Marco Temporal: entenda o que está em jogo nas terras indígenas

Galileu - https://revistagalileu.globo.com/Sociedade/noticia - 01/09/2021
Marco Temporal: entenda o que está em jogo nas terras indígenas
Tese defendida por ruralistas prevê revisão e limitação nos direitos de demarcação de territórios; entidades e líderes indígenas veem ação como apagamento histórico

Beatriz Gatti*
01 Set 2021

Após uma série de adiamentos, o Supremo Tribunal Federal (STF) voltou a discutir nesta quarta-feira (1o) o Marco Temporal, tese que defende que os povos indígenas possam apenas reivindicar as terras que ocupavam no dia 5 de outubro de 1988, data da promulgação da Constituição Federal.

O julgamento tem como base uma ação de reintegração de posse movida pelo governo de Santa Catarina na Terra Indígena (TI) Ibirama-Laklãnõ, onde vivem os povos Xokleng, Guarani e Kaingang. Por se tratar de um caso de "repercussão geral", a expectativa pela decisão do STF mobilizou milhares de indígenas de diversos povos a acamparem próximo ao Congresso Nacional, em Brasília, desde o último dia 22 de agosto.

O que for votado pelos ministros deve passar a ser seguido pelos demais tribunais do país e aplicado nos processos de demarcação, daí a relevância nacional do processo - ao qual os indígenas se opõem fortemente.
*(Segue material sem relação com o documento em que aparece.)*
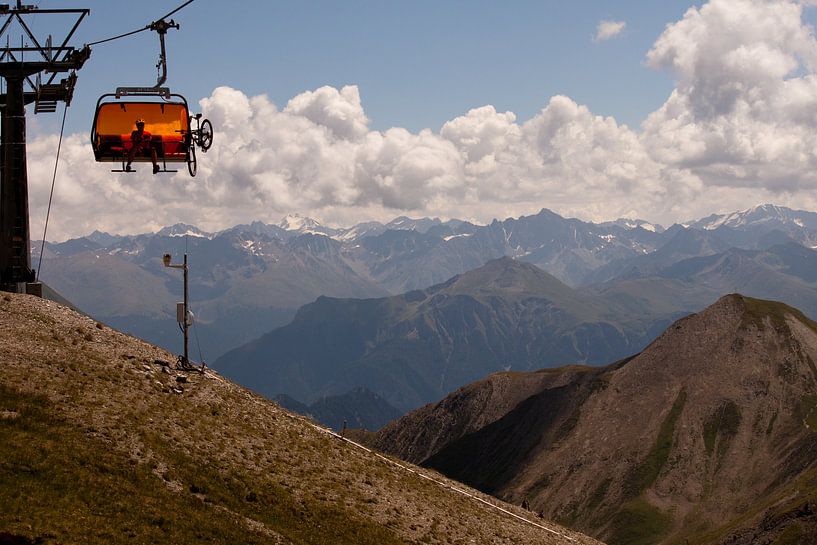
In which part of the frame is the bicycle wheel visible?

A utilização da promulgação da Constituição de 88 como marco temporal foi baseada em outro julgamento, ocorrido em 2009. Na ocasião, a disputa pela Terra Indígena Raposa Serra do Sol, em Roraima, foi levada ao STF após constantes conflitos entre indígenas e arrozeiros, que invadiram a TI já demarcada desde 2005. A votação final endossou os direitos dos povos originários, mas um dos argumentos levantados foi justamente a ocupação da terra pelos indígenas desde quando a Constituição havia sido instaurada em 1988.

O julgamento do Marco Temporal opõe mais uma vez povos originários e ruralistas, que têm o apoio do presidente Jair Bolsonaro. Enquanto indígenas defendem que uma decisão favorável legitimaria invasões e violência nas terras em processo de demarcação ou já demarcadas, a Bancada Ruralista alega "segurança jurídica", segundo reportagem da Folha de S. Paulo. Deputados ligados ao agronegócio sustentam que a tese é importante para limitar com mais clareza o que são terras indígenas e, assim, evitar desapropriações.
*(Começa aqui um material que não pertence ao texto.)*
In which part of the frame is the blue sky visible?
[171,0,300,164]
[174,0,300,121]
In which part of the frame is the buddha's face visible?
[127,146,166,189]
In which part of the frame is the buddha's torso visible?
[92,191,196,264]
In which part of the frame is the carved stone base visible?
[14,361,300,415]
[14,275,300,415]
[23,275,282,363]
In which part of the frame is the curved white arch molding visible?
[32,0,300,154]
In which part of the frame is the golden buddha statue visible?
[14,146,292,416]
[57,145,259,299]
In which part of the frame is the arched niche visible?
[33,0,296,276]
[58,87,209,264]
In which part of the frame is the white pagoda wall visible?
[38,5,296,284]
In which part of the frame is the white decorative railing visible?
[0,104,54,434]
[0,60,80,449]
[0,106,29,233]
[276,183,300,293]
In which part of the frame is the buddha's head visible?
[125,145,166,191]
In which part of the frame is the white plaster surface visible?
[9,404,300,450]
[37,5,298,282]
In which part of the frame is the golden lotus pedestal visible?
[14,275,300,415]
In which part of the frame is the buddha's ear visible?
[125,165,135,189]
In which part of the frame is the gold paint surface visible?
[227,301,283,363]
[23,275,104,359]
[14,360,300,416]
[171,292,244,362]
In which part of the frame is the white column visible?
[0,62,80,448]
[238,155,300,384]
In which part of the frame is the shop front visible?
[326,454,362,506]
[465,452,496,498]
Atualmente, porém, o cenário brasileiro não é exatamente favorável aos povos originários. De acordo com dados reunidos pelo Instituto Socioambiental, indígenas ocupam hoje pouco mais de 13% do território nacional, enquanto o latifúndio domina 20% das terras brasileiras, além dos outros 21% formados por pasto. São 421 terras indígenas devidamente homologadas, enquanto 303 ainda estão em processo de demarcação.
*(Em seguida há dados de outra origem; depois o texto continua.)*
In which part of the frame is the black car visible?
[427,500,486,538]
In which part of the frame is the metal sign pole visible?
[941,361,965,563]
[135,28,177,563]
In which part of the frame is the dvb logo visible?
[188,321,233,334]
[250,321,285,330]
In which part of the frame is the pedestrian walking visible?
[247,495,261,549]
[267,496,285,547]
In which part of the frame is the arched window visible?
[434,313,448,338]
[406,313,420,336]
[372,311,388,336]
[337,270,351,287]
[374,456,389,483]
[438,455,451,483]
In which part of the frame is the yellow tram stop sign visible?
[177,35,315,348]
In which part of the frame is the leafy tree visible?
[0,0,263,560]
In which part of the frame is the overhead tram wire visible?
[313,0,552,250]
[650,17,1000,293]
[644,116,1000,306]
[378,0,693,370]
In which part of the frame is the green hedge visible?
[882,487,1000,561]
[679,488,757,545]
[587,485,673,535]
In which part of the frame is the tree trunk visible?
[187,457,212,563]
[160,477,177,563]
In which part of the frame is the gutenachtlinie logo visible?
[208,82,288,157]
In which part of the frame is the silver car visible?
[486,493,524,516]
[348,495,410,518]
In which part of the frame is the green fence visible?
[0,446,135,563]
"Nós, povos indígenas, não reconhecemos o Marco Temporal. Queremos respeito aos nossos territórios ancestrais", escreveu Alice Pataxó, jornalista e ativista indígena, em suas redes sociais. Alice é uma dentre mais de 6 mil indígenas que viajaram até Brasília para compor o Acampamento Luta pela Vida.

O histórico de extermínio de povos originários desde a chegada dos europeus no Brasil, em 1500, e de contínuas agressões em disputas por terras também são argumentos utilizados por lideranças. Elas criticam que os direitos à terra sejam associados a uma data em que muitos indígenas não ocupavam seu território original pois já haviam sido expulsos ou fugido de invasores. "Nossa história não começa em 1988", estampam as bandeiras do acampamento.

O que diz a Constituição
O artigo 231 da Constituição Federal prevê que sejam "reconhecidos aos índios sua organização social, costumes, línguas, crenças e tradições, e os direitos originários sobre as terras que tradicionalmente ocupam, competindo à União demarcá-las, proteger e fazer respeitar todos os seus bens".

Segundo reportagem da Agência Pública, as partes do processo favoráveis ao marco utilizam a conjugação do verbo "ocupar" em tempo presente para argumentar que os direitos dos indígenas eram válidos somente em relação às terras ocupadas naquele momento.

O primeiro parágrafo do artigo, no entanto, descreve que o que se deve entender por "terras tradicionalmente ocupadas pelos índios" são aquelas "habitadas por eles em caráter permanente, as utilizadas para suas atividades produtivas, as imprescindíveis à preservação dos recursos ambientais necessários a seu bem-estar e as necessárias a sua reprodução física e cultural, segundo seus usos, costumes e tradições". No parágrafo 4o, os direitos sobre as terras ainda são descritos como imprescritíveis.

Foi nesse sentido que o relator do caso, ministro Edson Fachin, declarou voto contrário à tese do Marco Temporal quando o processo estava em plenário virtual. Em 11 de junho, ele defendeu que a "Terra Indigena, no imaginário coletivo aborígene, não é um simples objeto de direito, mas ganha dimensão de verdadeiro ente ou ser que resume em si toda ancestralidade, toda coetaneidade e toda posteridade de uma etnia". Naquele dia, o julgamento foi adiado após o ministro Alexandre de Moraes solicitar que fosse tratado em plenário físico.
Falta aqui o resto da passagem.